Voice Recognition

The ROI of Speech Tuning

Speech tuning is a vital part of building and maintaining any successful speech automation application (for more information, see our online article The Importance of Tuning). Speech tuning, the process of changing an application based on data gleaned from real-world use, improves recognition accuracy and provides a host of vital metrics such as call completion rates, containment rates, and user experience scores. Most importantly, these changes affect the bottom line of anyone who builds, deploys, hosts, or purchases any kind of interactive voice response (IVR) or other application that makes use of automatic speech recognition (ASR) or text-to-speech (TTS) technology.

Because tuning has a direct relationship with how well a voice application functions, tuning an application tends to increase its success rate, providing a faster return on investment (ROI). Tuning also affects the customer experience, providing benefits which are harder to measure directly compared to ROI. Since tuning is something that must be done periodically in order to ensure the application is still performing at optimal levels, the efficiency with which an organization is able to perform tuning will be a factor in understanding the total cost of ownership (TCO) of an application.
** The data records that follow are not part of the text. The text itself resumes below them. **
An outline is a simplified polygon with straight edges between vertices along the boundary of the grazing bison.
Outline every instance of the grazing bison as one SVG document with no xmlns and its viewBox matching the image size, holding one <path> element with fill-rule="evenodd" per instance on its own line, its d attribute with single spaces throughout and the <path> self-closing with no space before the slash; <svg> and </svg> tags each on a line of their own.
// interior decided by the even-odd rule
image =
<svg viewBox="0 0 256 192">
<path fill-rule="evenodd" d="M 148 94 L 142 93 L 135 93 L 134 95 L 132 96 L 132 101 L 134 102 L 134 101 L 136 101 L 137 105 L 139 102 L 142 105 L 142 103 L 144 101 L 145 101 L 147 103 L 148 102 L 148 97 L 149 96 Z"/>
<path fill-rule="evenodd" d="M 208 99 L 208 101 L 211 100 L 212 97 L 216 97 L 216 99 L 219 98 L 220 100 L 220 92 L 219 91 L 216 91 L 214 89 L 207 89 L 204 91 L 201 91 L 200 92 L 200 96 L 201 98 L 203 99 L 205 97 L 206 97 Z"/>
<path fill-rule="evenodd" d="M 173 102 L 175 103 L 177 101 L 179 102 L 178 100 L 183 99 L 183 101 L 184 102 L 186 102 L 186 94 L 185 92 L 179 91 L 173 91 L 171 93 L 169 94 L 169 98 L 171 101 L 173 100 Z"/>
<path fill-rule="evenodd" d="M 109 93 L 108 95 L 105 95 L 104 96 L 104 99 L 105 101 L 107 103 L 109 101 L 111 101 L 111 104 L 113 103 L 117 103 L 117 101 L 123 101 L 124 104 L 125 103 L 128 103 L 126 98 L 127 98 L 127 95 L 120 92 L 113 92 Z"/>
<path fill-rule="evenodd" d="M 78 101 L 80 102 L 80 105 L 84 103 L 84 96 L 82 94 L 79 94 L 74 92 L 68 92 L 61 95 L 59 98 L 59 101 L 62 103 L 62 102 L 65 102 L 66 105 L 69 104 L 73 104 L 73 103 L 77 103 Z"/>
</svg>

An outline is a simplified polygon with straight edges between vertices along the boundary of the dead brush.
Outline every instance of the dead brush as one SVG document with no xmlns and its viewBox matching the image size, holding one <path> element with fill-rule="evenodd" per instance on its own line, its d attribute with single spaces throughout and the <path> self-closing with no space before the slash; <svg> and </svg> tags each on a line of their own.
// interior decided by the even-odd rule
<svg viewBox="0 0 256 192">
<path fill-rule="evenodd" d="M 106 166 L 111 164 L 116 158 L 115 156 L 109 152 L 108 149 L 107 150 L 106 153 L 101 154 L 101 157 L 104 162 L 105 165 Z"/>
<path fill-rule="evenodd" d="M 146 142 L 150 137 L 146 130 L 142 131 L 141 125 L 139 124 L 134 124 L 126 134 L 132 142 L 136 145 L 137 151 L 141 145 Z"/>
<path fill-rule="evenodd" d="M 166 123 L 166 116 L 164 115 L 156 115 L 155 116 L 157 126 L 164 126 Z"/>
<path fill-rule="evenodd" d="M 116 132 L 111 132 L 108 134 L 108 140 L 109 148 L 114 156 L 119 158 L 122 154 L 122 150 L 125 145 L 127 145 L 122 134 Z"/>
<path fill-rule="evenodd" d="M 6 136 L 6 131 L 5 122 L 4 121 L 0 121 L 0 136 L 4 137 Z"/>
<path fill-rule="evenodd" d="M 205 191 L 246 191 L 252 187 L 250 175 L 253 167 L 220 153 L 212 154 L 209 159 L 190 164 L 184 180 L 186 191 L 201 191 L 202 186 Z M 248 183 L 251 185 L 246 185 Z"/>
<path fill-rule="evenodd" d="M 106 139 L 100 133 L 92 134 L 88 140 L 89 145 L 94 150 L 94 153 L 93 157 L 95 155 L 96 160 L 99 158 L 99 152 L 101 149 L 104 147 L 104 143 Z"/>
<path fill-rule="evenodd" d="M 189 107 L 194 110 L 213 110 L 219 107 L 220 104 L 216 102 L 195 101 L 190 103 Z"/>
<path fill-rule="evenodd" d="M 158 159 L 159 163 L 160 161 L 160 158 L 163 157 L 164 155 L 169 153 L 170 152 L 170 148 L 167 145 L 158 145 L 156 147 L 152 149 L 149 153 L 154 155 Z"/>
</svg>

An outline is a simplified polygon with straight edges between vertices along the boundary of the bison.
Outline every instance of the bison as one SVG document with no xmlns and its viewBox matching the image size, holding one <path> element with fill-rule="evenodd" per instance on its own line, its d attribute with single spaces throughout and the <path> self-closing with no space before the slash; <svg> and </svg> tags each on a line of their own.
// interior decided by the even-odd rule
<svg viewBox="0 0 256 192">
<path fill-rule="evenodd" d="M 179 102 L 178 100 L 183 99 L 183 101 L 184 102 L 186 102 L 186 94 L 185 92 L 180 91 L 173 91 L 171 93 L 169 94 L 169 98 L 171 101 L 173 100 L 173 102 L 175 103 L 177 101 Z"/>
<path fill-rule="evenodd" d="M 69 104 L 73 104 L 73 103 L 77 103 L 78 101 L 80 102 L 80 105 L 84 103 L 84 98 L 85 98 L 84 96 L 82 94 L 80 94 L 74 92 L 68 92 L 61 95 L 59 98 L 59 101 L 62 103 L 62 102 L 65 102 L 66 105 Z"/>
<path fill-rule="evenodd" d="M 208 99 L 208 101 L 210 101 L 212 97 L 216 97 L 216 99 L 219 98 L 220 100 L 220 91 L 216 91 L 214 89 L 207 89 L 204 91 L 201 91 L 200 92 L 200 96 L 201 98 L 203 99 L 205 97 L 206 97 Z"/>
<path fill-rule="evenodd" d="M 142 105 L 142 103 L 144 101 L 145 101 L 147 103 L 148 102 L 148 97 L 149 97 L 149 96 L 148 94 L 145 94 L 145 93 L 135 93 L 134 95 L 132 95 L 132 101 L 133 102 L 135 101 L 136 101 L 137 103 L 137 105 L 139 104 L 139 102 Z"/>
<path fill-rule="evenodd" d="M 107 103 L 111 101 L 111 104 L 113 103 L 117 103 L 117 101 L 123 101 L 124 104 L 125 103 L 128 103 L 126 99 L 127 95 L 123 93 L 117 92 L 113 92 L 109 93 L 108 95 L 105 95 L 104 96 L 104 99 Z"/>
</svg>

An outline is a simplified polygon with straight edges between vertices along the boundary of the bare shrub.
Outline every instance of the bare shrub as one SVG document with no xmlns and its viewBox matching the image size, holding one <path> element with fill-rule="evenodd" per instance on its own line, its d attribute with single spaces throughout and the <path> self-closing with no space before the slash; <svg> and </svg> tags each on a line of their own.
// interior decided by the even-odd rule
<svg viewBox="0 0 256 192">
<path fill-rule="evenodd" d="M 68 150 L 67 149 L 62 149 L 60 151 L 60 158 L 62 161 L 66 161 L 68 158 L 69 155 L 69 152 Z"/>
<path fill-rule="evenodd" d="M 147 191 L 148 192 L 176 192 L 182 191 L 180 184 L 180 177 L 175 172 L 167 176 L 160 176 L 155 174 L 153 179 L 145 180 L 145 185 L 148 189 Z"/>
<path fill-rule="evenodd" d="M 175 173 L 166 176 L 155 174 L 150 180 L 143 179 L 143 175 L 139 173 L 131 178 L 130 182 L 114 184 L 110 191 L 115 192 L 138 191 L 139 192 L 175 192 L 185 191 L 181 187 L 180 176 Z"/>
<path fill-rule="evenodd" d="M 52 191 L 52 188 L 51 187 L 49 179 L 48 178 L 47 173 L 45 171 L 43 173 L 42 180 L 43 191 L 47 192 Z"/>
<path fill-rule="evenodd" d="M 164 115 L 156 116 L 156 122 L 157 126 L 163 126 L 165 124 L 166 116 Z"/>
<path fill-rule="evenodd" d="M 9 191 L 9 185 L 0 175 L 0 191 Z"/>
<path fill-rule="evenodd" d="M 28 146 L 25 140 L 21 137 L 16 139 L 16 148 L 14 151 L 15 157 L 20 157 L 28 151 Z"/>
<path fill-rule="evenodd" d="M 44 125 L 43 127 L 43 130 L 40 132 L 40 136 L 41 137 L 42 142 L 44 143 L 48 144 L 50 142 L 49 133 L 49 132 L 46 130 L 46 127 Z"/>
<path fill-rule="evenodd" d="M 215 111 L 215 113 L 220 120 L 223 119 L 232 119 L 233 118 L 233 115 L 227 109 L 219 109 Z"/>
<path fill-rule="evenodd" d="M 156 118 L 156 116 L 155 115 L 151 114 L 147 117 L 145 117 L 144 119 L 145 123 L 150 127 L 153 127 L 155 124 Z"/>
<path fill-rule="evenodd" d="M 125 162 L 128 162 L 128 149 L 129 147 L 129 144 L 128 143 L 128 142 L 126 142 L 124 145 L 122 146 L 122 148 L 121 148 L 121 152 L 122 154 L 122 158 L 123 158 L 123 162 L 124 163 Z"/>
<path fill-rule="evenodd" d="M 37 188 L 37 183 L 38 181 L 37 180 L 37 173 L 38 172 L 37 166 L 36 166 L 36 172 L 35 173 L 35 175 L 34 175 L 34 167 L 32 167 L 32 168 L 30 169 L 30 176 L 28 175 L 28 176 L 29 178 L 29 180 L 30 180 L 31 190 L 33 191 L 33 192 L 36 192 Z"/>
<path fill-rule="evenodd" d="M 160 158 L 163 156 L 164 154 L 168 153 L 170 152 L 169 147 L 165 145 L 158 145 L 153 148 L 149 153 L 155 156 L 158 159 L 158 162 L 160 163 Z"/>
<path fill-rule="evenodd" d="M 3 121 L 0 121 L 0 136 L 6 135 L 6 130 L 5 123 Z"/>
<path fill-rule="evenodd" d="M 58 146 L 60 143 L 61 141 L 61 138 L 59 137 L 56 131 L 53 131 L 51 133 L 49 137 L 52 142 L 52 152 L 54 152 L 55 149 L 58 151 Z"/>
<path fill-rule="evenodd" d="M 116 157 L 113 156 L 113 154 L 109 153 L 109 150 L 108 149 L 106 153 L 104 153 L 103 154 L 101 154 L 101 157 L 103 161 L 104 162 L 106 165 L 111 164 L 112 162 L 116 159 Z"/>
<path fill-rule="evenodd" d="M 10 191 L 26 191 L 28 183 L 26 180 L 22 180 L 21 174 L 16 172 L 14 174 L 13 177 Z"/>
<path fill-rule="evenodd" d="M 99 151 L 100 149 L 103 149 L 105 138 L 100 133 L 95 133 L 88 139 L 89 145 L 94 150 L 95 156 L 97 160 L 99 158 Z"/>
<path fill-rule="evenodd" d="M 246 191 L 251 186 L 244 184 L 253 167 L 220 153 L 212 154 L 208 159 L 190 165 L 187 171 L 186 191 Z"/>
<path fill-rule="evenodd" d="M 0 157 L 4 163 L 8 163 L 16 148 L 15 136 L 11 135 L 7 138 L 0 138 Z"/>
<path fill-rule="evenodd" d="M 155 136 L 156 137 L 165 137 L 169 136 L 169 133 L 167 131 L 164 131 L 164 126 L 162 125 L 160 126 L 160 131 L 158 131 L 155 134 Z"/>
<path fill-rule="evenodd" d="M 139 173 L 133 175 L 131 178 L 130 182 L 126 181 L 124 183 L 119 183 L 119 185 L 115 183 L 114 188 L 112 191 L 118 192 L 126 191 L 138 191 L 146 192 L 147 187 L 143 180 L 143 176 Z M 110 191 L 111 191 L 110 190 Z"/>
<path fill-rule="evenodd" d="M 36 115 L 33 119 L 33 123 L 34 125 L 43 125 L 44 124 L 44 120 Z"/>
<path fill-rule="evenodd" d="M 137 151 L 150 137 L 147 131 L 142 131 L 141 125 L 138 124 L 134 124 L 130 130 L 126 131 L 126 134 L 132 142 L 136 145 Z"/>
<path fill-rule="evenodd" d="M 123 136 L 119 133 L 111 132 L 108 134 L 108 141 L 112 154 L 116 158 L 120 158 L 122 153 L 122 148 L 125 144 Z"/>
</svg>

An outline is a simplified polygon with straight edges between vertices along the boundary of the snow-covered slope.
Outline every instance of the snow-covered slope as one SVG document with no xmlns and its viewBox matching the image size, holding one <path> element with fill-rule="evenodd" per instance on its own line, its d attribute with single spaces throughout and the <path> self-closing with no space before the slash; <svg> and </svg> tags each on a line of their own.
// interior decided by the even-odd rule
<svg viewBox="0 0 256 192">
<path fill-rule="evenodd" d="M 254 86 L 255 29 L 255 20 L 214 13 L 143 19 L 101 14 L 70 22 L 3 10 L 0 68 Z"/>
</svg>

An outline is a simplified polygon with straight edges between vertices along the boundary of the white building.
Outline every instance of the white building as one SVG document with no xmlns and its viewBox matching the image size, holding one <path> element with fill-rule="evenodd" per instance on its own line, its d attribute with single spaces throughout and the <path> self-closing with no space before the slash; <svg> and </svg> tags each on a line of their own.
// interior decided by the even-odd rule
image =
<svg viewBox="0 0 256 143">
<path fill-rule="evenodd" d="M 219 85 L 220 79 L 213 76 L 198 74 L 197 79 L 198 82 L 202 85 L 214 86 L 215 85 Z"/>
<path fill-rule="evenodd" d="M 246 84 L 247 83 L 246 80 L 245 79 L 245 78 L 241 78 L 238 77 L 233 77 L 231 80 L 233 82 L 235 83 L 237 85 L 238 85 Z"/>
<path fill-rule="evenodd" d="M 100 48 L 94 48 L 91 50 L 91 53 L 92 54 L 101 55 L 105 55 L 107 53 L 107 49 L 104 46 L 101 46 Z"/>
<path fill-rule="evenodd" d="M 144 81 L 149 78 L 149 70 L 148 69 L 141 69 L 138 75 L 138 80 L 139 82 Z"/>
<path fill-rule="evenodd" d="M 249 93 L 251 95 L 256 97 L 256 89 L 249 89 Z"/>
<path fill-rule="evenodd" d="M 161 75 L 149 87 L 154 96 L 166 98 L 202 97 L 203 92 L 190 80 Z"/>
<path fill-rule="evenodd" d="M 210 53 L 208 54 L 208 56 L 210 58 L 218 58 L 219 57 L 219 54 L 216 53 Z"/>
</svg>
The LumenVox Speech Tuner, a unique tool developed by LumenVox, serves two key purposes. First, it makes tuning easier and faster, allowing applications to be tuned in less time, providing a faster ROI and lowering the TCO of voice applications. Secondly, the Speech Tuner allows organizations to find and improve issues they might not otherwise be aware of, which improves the experience of users and customers of the application, increasing loyalty and satisfaction.

Tuning Basics

Many users of early speech applications will remember experiences with applications that performed poorly due to insufficient tuning. "It didn't understand me," or, "It pronounced that name wrong," are common critiques users have of these applications. Speech tuning helps to improve that situation by making adjustments to the components of the speech application, including:

  • Improving grammar files, which drive speech recognition. This can mean adding or removing options for users to say, choosing words that don’t sound so similar, or adding weights to make often-used options more likely to be recognized.
  • Tweaking synthesized markup files, which tell a TTS provider how to pronounce words. This may include adjusting the speed or pitch of the synthesis, or spelling out tricky words phonetically to make sure they're pronounced correctly.
  • Correcting confusing prompts so users are guided to speak appropriate responses, decreasing out-of-grammar responses and increasing overall recognition rates.
Man on Phone

In all these cases, tuning requires a few things:

  1. Audio must be transcribed, meaning somebody must listen to recordings of callers and write down precisely what the callers said (the Collecting Data for Speech Tuning whitepaper describes this process in detail).
  2. The transcriptions must be compared to the recognition results from the ASR, to generate accuracy metrics (see our whitepaper Calculating Speech Recognition Accuracy for details on why this can be difficult).
  3. In the case of TTS, somebody must compare the synthesized audio to what should have been spoken.
  4. Grammars and synthesis markup documents must be changed and tests must be run to see their effect on the system.
  5. The changes are deployed and the process repeats.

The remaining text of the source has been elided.